Where can you rent common sense?

Rent-a-rim businesses. What in the hell. Is there a law written somewhere that these looting businesses must only open their doors in shitty neighborhoods? Oh wait, yes, there is law. It’s called the law of sound economic sense and living within one’s means…which are in abhorrently short supply in any hood. Are rims so important that you must rent them instead of purchasing them? Perhaps the fact you can’t summon the cash to buy a set of 4 round pieces of specially molded aluminum or iron that you can hang your Pep Boys tires on is a sign that something is wrong in your personal financial sector. I can’t even imagine what interest rates these inner city thieves charge their foolhardy customers. Essentially rent-a-rim businesses are financing bling. If you can’t buy bling, shouldn’t you maybe save or earn bling? Own bling? Rent-a-rim is the poser way. I wonder if, in the interest of financing bling, these places also have a special section where you can rent a real gold rope to hang around your thick neck?

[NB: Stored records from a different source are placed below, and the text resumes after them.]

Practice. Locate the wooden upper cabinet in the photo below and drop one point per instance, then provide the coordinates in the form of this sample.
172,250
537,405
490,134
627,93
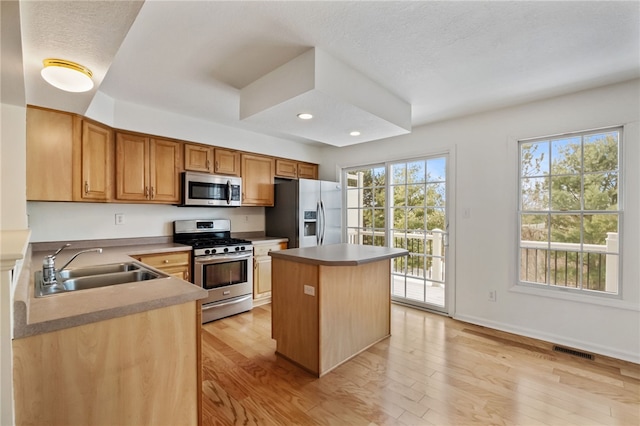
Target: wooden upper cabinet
164,170
295,169
198,158
94,163
307,171
227,162
147,169
51,136
257,180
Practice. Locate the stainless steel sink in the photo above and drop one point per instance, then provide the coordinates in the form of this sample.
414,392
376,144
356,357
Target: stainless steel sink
97,270
96,276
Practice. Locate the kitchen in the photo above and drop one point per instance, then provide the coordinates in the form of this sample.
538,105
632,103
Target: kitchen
616,103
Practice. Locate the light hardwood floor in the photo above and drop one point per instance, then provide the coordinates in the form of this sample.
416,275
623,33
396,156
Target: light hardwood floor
432,370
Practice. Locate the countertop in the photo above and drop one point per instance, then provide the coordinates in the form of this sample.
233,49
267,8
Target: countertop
339,254
64,310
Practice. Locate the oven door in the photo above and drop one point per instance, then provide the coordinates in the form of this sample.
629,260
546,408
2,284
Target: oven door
224,276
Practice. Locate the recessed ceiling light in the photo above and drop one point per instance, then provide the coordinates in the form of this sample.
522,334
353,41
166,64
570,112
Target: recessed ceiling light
66,75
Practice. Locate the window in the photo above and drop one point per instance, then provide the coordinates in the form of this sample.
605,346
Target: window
366,203
570,211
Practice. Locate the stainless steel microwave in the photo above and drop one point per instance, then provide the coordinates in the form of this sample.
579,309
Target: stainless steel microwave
202,189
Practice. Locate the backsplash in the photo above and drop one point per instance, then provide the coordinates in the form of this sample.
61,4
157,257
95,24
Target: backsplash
59,221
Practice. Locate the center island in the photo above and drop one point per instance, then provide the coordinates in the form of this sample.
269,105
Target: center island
329,303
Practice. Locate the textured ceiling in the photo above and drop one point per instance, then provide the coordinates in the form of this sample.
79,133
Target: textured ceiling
446,59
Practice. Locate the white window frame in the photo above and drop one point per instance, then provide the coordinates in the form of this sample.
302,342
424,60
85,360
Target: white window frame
582,211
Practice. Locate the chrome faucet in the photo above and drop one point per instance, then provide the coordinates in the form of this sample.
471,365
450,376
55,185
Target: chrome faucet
49,264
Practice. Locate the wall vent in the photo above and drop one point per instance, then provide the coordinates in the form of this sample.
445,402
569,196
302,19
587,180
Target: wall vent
573,352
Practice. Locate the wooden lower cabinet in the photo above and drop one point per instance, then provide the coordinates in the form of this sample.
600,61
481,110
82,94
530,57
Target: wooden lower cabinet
140,369
177,264
262,270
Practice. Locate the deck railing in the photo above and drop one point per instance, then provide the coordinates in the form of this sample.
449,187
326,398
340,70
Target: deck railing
560,264
426,253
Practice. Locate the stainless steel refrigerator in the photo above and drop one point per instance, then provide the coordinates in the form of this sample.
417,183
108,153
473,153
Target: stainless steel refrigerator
307,212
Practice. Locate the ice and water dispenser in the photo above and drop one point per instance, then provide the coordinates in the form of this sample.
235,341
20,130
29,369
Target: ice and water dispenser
310,223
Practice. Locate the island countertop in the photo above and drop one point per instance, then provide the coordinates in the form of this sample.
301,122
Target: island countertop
34,315
339,254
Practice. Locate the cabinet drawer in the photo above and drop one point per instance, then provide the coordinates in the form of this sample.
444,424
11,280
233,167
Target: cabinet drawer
264,249
164,260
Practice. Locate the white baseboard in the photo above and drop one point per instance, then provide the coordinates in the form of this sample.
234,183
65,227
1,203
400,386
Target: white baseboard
553,338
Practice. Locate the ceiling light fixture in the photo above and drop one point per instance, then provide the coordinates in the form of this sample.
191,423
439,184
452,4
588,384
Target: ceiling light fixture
66,75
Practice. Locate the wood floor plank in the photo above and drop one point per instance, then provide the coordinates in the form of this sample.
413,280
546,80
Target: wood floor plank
432,370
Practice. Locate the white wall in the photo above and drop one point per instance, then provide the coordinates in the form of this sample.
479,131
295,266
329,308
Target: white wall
50,221
13,184
128,116
485,148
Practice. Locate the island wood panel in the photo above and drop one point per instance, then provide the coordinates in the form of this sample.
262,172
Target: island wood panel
355,310
137,369
295,324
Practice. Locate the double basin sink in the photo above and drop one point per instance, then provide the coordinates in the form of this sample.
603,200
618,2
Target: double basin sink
89,277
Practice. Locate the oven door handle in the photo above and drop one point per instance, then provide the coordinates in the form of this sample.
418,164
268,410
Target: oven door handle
232,302
218,258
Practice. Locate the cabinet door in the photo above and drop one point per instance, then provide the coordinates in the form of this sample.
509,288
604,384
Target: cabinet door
286,168
198,158
96,162
50,140
132,164
164,170
227,162
307,171
262,277
257,180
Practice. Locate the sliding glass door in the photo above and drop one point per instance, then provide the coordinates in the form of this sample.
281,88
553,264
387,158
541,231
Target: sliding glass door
404,205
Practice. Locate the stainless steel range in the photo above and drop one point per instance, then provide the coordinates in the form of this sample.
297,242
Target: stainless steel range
221,264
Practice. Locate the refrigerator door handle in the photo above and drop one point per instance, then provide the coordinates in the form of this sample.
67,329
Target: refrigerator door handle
318,228
324,223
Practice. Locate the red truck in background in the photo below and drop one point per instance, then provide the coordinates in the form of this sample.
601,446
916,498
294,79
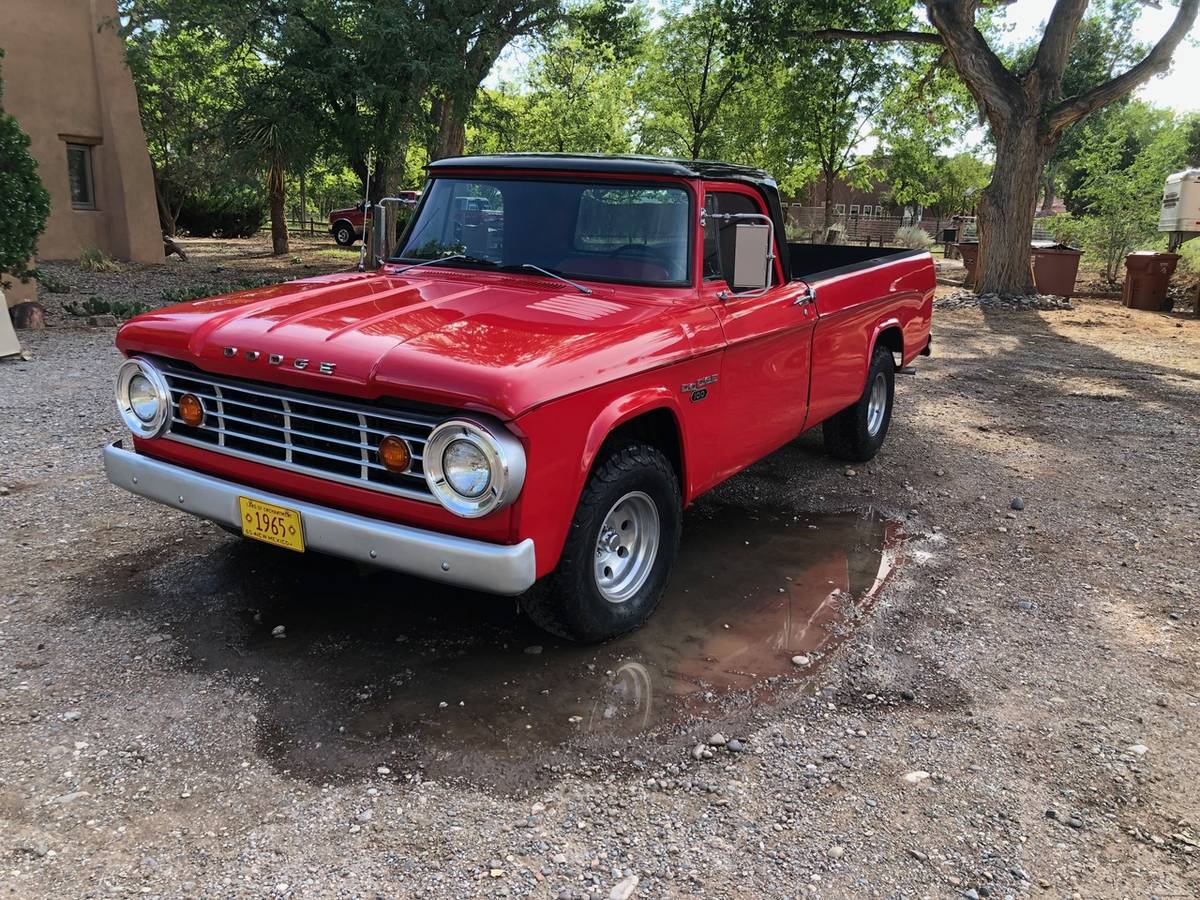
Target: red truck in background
348,225
559,354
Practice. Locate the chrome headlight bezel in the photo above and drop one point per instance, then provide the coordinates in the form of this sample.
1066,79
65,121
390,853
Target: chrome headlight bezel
505,462
139,426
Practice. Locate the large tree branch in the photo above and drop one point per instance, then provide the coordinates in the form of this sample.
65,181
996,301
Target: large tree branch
995,89
1055,47
1157,61
846,34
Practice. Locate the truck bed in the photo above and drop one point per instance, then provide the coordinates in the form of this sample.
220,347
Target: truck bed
811,262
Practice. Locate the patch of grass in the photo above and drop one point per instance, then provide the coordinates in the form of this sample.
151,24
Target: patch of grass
94,259
100,306
204,289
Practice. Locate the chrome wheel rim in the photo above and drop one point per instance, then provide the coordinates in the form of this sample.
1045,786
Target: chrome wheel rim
876,405
627,546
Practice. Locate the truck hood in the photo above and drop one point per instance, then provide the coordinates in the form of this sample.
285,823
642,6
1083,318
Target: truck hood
501,343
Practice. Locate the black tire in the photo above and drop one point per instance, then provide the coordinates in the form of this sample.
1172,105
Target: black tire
569,603
343,234
855,435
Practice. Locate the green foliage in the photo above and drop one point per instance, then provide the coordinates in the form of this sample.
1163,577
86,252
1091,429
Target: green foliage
24,203
94,259
1125,159
99,306
574,99
204,289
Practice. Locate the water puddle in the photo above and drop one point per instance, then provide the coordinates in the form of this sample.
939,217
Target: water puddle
377,669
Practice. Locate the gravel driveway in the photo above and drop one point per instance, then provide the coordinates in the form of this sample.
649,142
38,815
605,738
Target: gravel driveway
1012,711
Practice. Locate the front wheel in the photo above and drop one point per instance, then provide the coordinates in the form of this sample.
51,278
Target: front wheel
619,552
857,433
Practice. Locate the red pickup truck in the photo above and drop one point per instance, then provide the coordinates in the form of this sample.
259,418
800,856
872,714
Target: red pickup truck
558,355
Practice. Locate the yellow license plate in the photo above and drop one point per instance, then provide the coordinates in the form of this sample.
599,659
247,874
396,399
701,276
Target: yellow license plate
275,525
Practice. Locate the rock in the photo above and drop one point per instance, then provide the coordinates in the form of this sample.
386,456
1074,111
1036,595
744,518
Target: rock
624,888
28,315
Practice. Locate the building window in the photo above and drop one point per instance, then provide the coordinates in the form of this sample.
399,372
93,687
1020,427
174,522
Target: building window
83,190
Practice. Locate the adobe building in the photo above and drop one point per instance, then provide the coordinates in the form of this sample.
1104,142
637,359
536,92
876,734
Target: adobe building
66,83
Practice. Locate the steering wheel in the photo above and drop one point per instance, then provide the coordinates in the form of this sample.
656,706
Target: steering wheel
641,251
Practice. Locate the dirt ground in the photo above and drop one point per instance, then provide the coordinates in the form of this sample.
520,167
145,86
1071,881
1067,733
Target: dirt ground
987,701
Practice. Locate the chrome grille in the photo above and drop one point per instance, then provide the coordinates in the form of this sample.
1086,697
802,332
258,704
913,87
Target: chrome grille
300,431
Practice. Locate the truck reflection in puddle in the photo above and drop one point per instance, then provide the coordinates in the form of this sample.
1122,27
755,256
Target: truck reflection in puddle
749,594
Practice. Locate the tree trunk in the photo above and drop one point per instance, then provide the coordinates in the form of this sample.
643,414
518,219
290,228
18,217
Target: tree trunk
450,117
1006,211
279,219
828,216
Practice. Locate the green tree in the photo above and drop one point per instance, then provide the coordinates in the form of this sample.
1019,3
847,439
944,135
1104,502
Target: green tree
1126,157
187,79
23,199
689,84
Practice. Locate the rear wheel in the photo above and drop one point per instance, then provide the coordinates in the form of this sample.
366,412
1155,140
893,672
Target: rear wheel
619,551
857,433
343,233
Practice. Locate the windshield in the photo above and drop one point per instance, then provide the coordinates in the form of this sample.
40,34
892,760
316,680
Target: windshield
579,229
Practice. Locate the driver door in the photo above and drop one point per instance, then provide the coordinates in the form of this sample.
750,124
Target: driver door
765,376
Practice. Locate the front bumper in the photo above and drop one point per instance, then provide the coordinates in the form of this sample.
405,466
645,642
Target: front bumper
493,568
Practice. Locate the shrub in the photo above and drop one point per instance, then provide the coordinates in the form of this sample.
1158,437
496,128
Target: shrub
204,289
94,259
100,306
24,203
915,238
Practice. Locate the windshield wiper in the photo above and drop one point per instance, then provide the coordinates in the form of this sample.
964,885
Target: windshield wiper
430,262
550,274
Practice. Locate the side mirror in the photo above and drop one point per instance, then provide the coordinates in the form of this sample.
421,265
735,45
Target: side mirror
751,256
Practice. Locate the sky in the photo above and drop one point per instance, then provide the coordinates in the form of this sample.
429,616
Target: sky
1177,89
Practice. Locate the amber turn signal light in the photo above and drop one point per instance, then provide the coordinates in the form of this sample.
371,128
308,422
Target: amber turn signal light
394,454
191,411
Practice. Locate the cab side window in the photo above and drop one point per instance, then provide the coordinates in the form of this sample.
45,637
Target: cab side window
719,234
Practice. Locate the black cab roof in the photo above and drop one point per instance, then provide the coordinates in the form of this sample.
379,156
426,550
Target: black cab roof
606,165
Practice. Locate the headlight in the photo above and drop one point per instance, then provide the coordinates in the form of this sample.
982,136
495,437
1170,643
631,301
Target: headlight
473,468
143,399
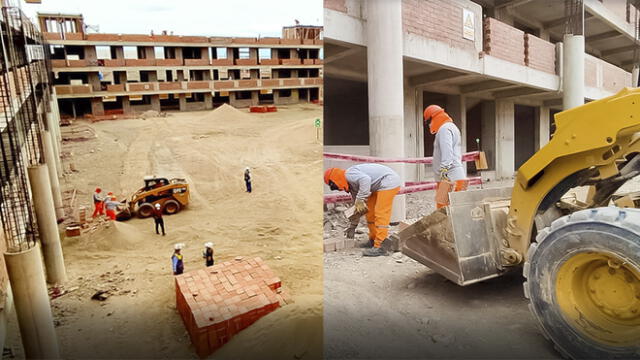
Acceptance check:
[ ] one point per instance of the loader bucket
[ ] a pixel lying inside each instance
(459, 241)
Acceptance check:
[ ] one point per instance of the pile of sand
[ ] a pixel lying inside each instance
(112, 235)
(227, 112)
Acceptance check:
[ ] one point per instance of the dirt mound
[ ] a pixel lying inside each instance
(112, 235)
(228, 113)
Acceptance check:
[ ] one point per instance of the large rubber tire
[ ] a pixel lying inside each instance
(145, 210)
(171, 207)
(560, 269)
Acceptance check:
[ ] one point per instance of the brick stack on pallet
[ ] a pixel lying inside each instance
(217, 302)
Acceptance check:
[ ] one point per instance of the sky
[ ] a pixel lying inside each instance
(240, 18)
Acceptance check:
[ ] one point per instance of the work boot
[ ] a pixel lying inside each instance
(374, 252)
(368, 244)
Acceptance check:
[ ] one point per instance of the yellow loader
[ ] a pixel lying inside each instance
(580, 258)
(172, 195)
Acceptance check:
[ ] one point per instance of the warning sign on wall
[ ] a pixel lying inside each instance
(468, 25)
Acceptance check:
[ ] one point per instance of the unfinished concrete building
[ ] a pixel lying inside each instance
(30, 199)
(100, 74)
(500, 68)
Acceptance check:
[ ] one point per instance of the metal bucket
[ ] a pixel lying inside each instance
(460, 241)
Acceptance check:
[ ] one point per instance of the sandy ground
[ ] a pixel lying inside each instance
(280, 222)
(395, 307)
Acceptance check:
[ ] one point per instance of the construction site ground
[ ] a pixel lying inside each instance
(279, 221)
(395, 307)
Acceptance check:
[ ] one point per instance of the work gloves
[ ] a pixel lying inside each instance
(350, 232)
(444, 174)
(361, 206)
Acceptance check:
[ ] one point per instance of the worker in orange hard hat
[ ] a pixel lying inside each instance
(98, 203)
(447, 151)
(373, 187)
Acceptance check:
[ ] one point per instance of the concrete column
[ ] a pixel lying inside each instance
(232, 99)
(90, 53)
(53, 128)
(119, 52)
(573, 71)
(543, 127)
(505, 140)
(47, 226)
(97, 107)
(155, 103)
(276, 97)
(385, 88)
(126, 105)
(149, 52)
(182, 99)
(53, 175)
(31, 299)
(204, 53)
(208, 101)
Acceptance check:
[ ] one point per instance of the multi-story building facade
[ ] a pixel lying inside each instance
(495, 65)
(102, 74)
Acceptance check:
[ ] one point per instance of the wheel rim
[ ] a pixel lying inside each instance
(171, 208)
(145, 211)
(599, 294)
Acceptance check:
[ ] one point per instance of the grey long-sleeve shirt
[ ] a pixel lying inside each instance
(447, 152)
(364, 179)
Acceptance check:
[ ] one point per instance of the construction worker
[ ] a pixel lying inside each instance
(110, 205)
(247, 179)
(447, 151)
(207, 254)
(98, 206)
(373, 187)
(157, 217)
(177, 261)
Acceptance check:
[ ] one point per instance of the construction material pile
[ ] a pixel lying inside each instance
(218, 302)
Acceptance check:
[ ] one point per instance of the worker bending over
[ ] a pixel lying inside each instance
(98, 205)
(447, 150)
(373, 187)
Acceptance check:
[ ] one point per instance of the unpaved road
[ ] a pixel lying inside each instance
(394, 307)
(280, 222)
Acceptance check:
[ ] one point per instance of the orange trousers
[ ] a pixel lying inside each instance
(379, 214)
(460, 185)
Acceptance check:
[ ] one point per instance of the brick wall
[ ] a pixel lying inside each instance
(503, 41)
(337, 5)
(539, 54)
(436, 19)
(614, 78)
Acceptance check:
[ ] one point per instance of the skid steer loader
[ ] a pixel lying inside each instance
(172, 195)
(580, 258)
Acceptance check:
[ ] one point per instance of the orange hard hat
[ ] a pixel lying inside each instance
(338, 177)
(438, 117)
(431, 110)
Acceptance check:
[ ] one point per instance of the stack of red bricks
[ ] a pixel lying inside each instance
(219, 301)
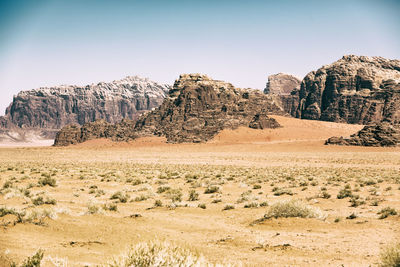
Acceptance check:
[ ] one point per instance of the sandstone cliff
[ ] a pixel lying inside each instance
(381, 134)
(49, 109)
(196, 109)
(286, 89)
(354, 89)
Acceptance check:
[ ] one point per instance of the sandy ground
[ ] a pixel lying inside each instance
(248, 166)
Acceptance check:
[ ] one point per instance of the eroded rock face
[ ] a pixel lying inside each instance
(54, 107)
(285, 88)
(382, 134)
(196, 109)
(282, 84)
(354, 89)
(74, 134)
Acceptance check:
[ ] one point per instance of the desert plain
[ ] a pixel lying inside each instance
(86, 204)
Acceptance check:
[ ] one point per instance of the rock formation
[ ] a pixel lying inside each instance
(354, 89)
(49, 109)
(196, 109)
(286, 89)
(199, 107)
(381, 134)
(73, 134)
(282, 84)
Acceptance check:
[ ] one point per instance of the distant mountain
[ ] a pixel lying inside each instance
(286, 88)
(354, 89)
(196, 109)
(46, 110)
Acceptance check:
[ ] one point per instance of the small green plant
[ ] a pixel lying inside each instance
(163, 189)
(110, 207)
(352, 216)
(390, 257)
(175, 195)
(345, 192)
(386, 212)
(123, 198)
(158, 203)
(293, 208)
(251, 205)
(193, 195)
(47, 180)
(211, 189)
(93, 209)
(33, 261)
(228, 207)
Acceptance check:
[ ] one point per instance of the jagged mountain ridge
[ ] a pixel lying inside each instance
(51, 108)
(286, 89)
(196, 109)
(354, 89)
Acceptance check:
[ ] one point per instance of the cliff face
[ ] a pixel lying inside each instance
(196, 109)
(74, 134)
(285, 88)
(381, 134)
(354, 89)
(55, 107)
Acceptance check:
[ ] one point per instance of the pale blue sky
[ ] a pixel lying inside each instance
(47, 43)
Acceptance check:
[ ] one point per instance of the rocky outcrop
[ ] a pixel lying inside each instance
(354, 89)
(262, 121)
(74, 134)
(282, 84)
(199, 107)
(54, 107)
(382, 134)
(286, 89)
(196, 109)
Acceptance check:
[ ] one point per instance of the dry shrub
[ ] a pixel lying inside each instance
(160, 254)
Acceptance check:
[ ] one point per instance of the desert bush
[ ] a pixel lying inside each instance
(390, 257)
(40, 201)
(33, 261)
(281, 191)
(293, 208)
(123, 198)
(47, 180)
(345, 192)
(251, 205)
(211, 189)
(256, 186)
(159, 254)
(93, 209)
(158, 203)
(163, 189)
(228, 207)
(175, 195)
(110, 207)
(386, 212)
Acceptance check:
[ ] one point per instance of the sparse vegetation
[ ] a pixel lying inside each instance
(292, 208)
(386, 212)
(390, 257)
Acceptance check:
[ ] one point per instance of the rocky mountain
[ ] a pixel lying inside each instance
(51, 108)
(74, 134)
(354, 89)
(286, 89)
(196, 109)
(381, 134)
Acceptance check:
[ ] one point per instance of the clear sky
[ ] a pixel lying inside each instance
(47, 43)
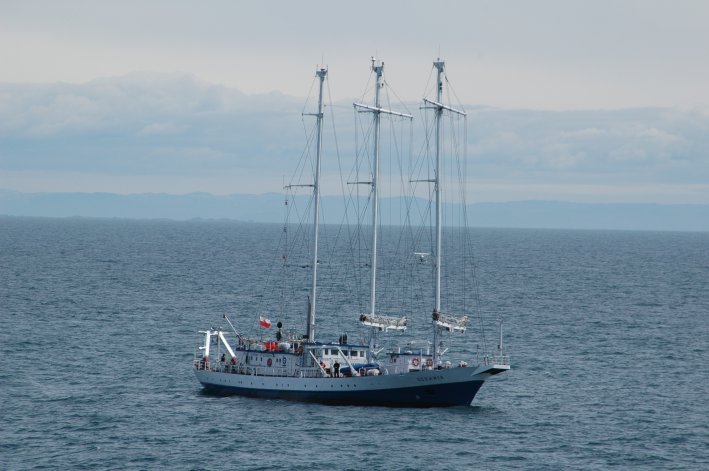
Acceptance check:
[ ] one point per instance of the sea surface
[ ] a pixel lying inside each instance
(608, 334)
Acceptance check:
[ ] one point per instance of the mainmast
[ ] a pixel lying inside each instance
(377, 110)
(378, 70)
(321, 74)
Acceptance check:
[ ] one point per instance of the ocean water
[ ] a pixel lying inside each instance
(608, 334)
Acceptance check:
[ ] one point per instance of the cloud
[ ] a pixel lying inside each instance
(145, 127)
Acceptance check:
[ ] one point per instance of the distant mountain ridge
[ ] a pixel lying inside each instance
(268, 207)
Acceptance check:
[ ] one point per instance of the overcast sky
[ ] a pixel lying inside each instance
(201, 62)
(543, 54)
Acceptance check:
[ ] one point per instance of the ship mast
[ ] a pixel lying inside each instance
(377, 110)
(438, 106)
(321, 74)
(378, 70)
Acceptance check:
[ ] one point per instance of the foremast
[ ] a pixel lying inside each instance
(321, 73)
(439, 322)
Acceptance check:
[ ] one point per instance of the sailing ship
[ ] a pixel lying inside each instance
(306, 368)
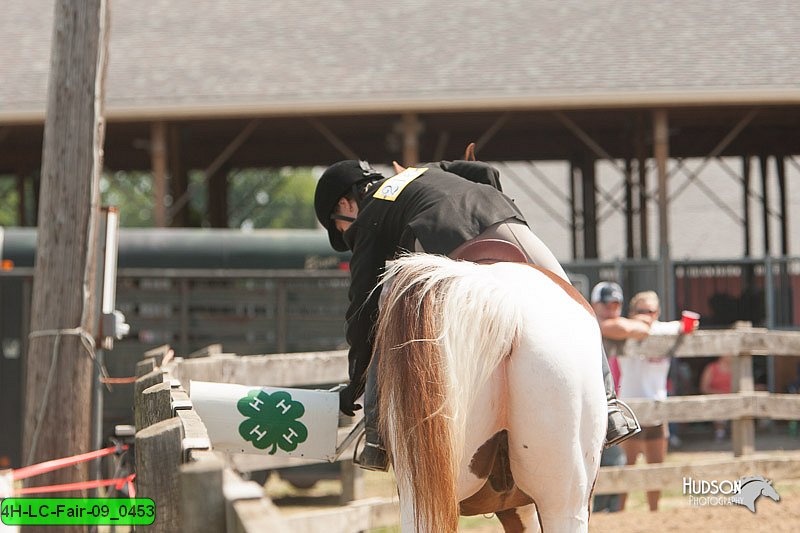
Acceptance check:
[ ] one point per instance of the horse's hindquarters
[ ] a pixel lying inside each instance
(556, 406)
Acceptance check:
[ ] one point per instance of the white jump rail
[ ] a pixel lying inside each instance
(193, 488)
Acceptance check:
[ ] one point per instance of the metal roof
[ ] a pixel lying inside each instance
(204, 58)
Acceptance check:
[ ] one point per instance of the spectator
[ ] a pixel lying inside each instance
(646, 377)
(606, 299)
(716, 379)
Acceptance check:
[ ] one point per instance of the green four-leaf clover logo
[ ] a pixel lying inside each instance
(272, 420)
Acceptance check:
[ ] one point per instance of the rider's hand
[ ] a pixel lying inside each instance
(347, 398)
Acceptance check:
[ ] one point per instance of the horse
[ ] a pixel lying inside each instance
(490, 394)
(752, 488)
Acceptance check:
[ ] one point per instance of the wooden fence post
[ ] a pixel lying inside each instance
(143, 383)
(202, 499)
(158, 459)
(352, 482)
(743, 429)
(145, 367)
(153, 405)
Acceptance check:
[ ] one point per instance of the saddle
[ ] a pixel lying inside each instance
(488, 251)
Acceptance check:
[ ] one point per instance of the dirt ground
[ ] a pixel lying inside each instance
(675, 511)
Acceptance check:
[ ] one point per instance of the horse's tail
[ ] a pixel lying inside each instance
(444, 328)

I got your Alpha right here

Alpha is bullshit. Seriously, it’s bullshit. I’m so sick of Alpha this, Alpha that. What is Alpha, how can a man be more Alpha, how can he exorcise the Beta or Omega which imprisons his soul and deprives him of all his well-deserved pussy? Alpha is the holy grail, be Alpha and you can be anything. Alpha is loud and boisterous and confident and obnoxious and outspoken and overbearing and he has 22 inch biceps and he must take up as much space as rudely possible! Alpha! Fuck alpha. Hey man, I bet Alphas are really just the quiet and secretly ferocious dudes out there who don’t like to talk and hate crowds. I bet real Alphas don’t give a shit about anybody and they would be happiest if a meteor struck this planet down leaving them to share this globe with only about 300 other wandering nomads. That’s an Alpha you motha. Alphas probably wouldn’t be caught dead in a nightclub or wearing hair product.

The Mostest Crappy Lemonade Ever

Last week I took one of those weird trips to the local Rite Aid. The trip really served no purpose and my objective apparently was to break the monotony of the day by visiting this store and buying some really useless shit.  Such as a bottle of lemonade called “Ruby Kist.”  Ocean Spray was too expensive, what did I have to lose by spending about 1/3 its price for this citrus nightmare?  Let’s just say, there’s a lot to lose…as in my stomach contents.  This Ruby Kist crap, in spite of its bold packaging proclaiming that it is “naturally free of saturated fat and cholesterol” and that it contains “0g trans fat” is some of the most horribly tasting non-lemonade I’ve ever had the displeasure of drinking.  The lemon is so artificial, it reminds me of that really lame lemon filling in Hostess cakes, but in liquid form.  Still, I’m so cheap I will finish that damn bottle if it kills me. Would you like some lemon with that high fructose corn syrup?